Zoetis Inc. reported solid first-quarter 2014 results, demonstrating resilience despite a challenging economic environment. Revenue for the three months ended March 30, 2014, increased slightly to $1,097 million from $1,090 million in the prior year, marking a 1% increase. This growth was primarily driven by operational improvements, including volume and price increases, with notable strength in the U.S. and emerging markets like Brazil and China. Net income attributable to Zoetis Inc. rose 11% to $155 million from $140 million in the prior year, reflecting improved operational efficiencies and cost management. Despite currency headwinds, particularly the depreciation of the Brazilian Real and Japanese Yen, the company's diversified product portfolio and geographic presence supported its performance. Cost of sales decreased by 6% due to lower manufacturing and supply costs and favorable foreign exchange, contributing to an improved gross margin. While SG&A expenses remained relatively flat, R&D expenses saw a slight decrease. The company maintained a strong balance sheet with sufficient liquidity and a robust credit facility. Zoetis is well-positioned to navigate market dynamics and continue its growth trajectory.
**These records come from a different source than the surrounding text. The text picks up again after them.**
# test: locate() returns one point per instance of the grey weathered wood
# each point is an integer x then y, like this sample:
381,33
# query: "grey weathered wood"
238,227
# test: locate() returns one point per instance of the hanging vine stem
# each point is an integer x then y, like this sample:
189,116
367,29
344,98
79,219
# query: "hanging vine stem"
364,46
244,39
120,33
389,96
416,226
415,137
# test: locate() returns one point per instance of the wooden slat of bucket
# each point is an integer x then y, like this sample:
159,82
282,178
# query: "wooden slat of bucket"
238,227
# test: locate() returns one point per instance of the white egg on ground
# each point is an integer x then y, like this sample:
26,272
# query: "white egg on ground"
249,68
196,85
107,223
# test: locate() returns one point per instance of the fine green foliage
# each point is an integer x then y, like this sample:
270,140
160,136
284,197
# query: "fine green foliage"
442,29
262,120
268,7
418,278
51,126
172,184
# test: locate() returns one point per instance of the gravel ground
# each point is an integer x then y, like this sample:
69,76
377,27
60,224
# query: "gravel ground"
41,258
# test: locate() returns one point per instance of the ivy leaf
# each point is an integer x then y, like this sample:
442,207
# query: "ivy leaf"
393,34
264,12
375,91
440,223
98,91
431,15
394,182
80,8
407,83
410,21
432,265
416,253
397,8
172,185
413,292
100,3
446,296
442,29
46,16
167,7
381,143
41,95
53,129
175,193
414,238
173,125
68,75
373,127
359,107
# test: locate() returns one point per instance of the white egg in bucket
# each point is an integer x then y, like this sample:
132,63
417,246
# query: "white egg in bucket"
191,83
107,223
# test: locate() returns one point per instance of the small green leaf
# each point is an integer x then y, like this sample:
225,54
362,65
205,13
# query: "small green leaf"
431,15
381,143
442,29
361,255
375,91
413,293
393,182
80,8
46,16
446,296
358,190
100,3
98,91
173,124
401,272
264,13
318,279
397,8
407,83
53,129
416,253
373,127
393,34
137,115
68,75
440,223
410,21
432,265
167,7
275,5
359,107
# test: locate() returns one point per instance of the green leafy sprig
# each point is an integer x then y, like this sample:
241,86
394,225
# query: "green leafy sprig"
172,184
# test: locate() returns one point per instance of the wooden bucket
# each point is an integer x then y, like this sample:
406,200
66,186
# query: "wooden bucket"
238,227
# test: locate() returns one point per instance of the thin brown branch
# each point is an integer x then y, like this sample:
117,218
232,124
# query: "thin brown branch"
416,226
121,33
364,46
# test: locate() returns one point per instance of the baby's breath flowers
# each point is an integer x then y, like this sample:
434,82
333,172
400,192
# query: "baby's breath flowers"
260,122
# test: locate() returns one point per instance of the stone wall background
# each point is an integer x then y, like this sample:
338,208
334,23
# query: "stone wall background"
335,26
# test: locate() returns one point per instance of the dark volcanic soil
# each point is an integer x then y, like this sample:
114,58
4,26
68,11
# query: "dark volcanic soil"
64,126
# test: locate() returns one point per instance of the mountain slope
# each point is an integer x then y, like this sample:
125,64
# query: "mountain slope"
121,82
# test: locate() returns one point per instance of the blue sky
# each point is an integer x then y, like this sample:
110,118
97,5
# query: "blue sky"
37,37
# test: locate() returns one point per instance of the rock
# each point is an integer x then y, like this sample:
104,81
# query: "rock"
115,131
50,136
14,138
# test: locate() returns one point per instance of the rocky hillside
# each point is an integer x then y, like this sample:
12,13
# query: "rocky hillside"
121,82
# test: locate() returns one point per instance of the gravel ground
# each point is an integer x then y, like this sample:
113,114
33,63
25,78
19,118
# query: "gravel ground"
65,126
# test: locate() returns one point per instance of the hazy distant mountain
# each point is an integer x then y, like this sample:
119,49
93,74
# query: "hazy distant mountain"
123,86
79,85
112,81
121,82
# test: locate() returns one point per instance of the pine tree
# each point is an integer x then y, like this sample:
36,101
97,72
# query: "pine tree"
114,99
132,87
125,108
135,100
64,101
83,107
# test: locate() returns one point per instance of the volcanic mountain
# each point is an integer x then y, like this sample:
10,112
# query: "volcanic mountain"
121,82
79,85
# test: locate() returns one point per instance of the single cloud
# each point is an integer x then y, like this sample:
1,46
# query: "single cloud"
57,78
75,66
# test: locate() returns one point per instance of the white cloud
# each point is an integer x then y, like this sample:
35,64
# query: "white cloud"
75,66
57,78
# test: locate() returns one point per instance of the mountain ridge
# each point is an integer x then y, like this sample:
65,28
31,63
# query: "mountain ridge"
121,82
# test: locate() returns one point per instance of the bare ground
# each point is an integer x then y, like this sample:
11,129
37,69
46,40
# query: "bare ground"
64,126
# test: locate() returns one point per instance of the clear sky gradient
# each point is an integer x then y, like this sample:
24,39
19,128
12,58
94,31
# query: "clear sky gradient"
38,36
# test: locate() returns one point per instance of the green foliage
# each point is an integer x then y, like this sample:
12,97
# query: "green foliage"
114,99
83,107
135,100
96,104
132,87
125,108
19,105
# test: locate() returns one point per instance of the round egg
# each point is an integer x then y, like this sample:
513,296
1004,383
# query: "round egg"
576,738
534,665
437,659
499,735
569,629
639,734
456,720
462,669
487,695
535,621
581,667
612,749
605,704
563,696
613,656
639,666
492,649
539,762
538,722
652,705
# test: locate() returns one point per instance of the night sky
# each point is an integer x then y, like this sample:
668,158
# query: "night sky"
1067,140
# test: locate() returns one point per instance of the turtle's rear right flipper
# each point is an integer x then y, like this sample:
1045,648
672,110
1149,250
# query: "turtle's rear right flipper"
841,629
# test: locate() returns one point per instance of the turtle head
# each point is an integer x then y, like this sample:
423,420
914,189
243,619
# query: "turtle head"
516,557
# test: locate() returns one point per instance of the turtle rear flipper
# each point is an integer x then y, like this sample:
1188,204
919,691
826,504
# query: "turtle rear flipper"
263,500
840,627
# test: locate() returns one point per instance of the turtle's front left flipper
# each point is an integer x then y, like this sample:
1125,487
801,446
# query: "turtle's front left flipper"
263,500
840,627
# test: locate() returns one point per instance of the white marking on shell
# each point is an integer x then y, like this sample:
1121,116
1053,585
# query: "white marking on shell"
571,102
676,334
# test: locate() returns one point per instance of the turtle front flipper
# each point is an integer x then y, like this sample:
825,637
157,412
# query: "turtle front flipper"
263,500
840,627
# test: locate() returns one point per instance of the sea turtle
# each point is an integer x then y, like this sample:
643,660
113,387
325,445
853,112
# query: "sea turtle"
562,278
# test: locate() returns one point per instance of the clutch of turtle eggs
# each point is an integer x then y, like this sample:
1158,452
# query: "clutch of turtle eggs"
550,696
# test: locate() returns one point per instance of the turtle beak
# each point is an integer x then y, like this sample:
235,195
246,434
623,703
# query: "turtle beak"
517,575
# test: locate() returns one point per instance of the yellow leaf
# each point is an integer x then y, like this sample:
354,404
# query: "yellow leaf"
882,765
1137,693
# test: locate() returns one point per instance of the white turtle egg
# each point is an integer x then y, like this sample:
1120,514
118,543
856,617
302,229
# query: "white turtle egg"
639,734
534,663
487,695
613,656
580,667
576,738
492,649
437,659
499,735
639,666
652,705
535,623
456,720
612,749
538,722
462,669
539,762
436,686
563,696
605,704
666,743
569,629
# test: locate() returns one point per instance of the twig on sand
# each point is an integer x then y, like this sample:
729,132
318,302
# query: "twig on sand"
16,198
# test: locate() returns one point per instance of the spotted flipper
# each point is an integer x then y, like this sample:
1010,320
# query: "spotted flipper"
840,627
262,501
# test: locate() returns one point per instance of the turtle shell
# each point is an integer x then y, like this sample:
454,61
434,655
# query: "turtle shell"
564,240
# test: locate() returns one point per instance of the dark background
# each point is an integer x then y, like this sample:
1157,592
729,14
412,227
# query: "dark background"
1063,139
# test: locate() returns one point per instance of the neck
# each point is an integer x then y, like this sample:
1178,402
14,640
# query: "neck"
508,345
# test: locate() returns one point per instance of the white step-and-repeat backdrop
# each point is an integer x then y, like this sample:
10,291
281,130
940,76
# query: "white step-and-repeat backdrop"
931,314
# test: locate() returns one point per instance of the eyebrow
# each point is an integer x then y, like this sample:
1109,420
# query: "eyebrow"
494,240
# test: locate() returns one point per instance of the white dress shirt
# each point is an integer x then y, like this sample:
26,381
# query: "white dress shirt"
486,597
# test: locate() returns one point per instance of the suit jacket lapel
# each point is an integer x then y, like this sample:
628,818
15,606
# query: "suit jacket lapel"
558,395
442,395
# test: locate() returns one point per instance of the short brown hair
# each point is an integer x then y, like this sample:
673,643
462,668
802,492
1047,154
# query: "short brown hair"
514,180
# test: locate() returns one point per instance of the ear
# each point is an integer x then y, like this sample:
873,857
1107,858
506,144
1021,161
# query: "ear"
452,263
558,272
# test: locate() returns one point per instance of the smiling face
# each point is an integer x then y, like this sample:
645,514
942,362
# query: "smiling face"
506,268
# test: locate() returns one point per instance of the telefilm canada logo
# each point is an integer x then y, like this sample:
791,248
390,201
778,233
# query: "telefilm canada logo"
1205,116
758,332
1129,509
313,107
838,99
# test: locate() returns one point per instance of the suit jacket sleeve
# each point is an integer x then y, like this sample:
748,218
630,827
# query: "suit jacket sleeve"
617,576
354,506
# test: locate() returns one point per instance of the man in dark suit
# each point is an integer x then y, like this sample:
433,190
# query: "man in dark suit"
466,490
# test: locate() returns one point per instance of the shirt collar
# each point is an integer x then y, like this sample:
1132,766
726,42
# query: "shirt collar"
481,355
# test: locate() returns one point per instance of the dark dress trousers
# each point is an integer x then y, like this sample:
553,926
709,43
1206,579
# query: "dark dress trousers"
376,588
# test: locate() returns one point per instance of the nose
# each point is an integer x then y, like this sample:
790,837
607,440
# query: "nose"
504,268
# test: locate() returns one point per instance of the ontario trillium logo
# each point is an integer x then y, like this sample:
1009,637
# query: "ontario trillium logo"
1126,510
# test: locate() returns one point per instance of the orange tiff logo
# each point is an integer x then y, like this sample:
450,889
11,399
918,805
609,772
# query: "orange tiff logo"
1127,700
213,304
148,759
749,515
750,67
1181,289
Zoetis Inc. Quarterly Report for Q3 Ended Sep 29, 2013

Nov 13, 2013

Zoetis Inc. reported its financial results for the nine months ended September 29, 2013, marking its first period as a standalone public company following its separation from Pfizer Inc. in June 2013. The company demonstrated revenue growth, with total revenue increasing by 5% year-over-year for the nine-month period, reaching $3,307 million, driven by operational growth across all geographic segments. However, net income attributable to Zoetis Inc. decreased by 11% to $399 million, primarily due to a significant increase in selling, general, and administrative expenses, largely attributed to one-time costs associated with becoming an independent entity. The company also successfully completed a $3.65 billion senior notes offering and implemented robust financial covenants, indicating a strong focus on financial management post-separation.

Zoetis Inc. Quarterly Report for Q2 Ended Jun 30, 2013

Aug 14, 2013

Zoetis Inc. reported revenues of $1,114 million for the three months ended June 30, 2013, a slight increase of 2% compared to the same period in the prior year. Net income attributable to Zoetis Inc. for the quarter was $128 million, or $0.26 per diluted share, a decrease from $173 million, or $0.35 per diluted share, in the prior year. This decline was significantly influenced by increased Selling, General, and Administrative (SG&A) expenses, partially due to one-time costs associated with becoming a standalone public company. The six-month period ending June 30, 2013, showed a similar trend with revenues of $2,204 million, up 3% year-over-year, while net income attributable to Zoetis Inc. decreased to $268 million from $284 million in the prior year. The company's financial results are heavily impacted by its recent separation from Pfizer Inc., which included an Initial Public Offering (IPO) in February 2013 and a full separation via an exchange offer completed in June 2013. Significant costs related to this separation, including increased SG&A and restructuring charges, are influencing profitability, alongside operational growth in key segments like the U.S.

Zoetis Inc. Quarterly Report for Q1 Ended Mar 31, 2013

May 15, 2013

Zoetis Inc. reported strong performance in the first quarter of 2013, with revenues increasing by 4% year-over-year to $1,090 million. This growth was driven by operational improvements across all geographic segments, particularly in the U.S. The company successfully navigated its separation from Pfizer and completed an Initial Public Offering (IPO) and a significant senior notes offering. Despite increased interest expenses due to the new debt, Zoetis maintained healthy profitability, with net income attributable to Zoetis Inc. rising 26% to $140 million. The company also benefited from a lower effective tax rate and a reduction in restructuring charges. Key financial activities include managing a substantial debt issuance and preparing for a potential tax-free distribution of remaining equity by Pfizer.